Fig. 7. A short peptide of sTREM2 suppresses tau hyperphosphorylation in vitro.

a Schematic illustration of sTREM2 fragments. b GST pull-down assay showing the interaction between GST-sTREM2 fragments and His-TG2. n = 4 independent experiments. c, d Western blots showing the phosphorylation of tau and GSK3β in HEK293-Tau cells treated with different sTREM2 peptides (10 μM) for 24 h (mean ± s.e.m.; one-way ANOVA, n = 4 independent experiments; compared with the control group). e p-Tau S202 immunostaining of HEK293-Tau cells treated with different sTREM2 peptides (10 μM) for 24 h. Scale bars, 15 μm. f Quantification of p-tau S202 (mean ± s.e.m.; one-way ANOVA, n = 7 independent experiments; compared with the control group). *P < 0.05, **P < 0.01, ***P < 0.001.
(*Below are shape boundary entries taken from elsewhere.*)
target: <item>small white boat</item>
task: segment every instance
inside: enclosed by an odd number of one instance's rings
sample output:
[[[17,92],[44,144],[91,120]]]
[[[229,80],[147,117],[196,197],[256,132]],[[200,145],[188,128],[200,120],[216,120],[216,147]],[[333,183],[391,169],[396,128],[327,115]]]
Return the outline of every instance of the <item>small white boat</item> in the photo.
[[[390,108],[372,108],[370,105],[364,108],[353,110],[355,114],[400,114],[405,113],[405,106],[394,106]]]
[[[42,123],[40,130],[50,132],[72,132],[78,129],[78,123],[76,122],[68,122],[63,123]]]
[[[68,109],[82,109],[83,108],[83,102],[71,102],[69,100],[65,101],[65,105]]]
Fig. 8. The active sTREM2 peptide suppresses tau pathology in tau P301S mice.

a FITC fluorescence in the hippocampus of tau P301S mice one week after i.p. injection of FITC-labeled sTREM2 (77-89) (Peptide 1). Scale bar, 50 μm. n = 6 mice per group. b p-Tau S202/T205 immunostaining and quantification of tau P301S mice administrated with sTREM2 (89–77) or (77–89). Scale bar, 250 μm (mean ± s.e.m.; n = 6 mice per group; two-tailed t-test). c, d Western blots and quantification showing the phosphorylation of tau and GSK3β (mean ± s.e.m.; n = 8 mice per group; Two-tailed t-test). e Electron microscopy of synapses in the hippocampus. Stars indicate synapses. Scale bar, 1 μm. f Quantification of synaptic density (mean ± s.e.m.; Two-tailed t-test; n = 6 mice per group). Morris water maze analysis of the escape latency (g) and escape latency on day 4 (h) (mean ± s.e.m.; n = 7 mice per group; Two-tailed t-test). i Probe trial of Morris water maze test (mean ± s.e.m.; n = 7 mice per group; Two-tailed t-test). j Y-maze analysis as time spent in new arms (mean ± s.e.m.; n = 7 mice per group; Two-tailed t-test). k The slope of fEPSPs after HFS recorded in hippocampal slices. The arrow indicates the onset of HFS. l Quantitative analyses of normalized fEPSPs at 60–80 min. Box–whisker plot (displaying the Max/Min at the whiskers, the 75/25 percentiles at the boxes, and the median in the center line). (mean ± s.e.m.; n = 4 mice per group; Two-tailed t-test). *P < 0.05, **P < 0.01, ***P < 0.001. AAVs adeno-associated virus, HFS high-frequency stimulation, LTP long-term potentiation.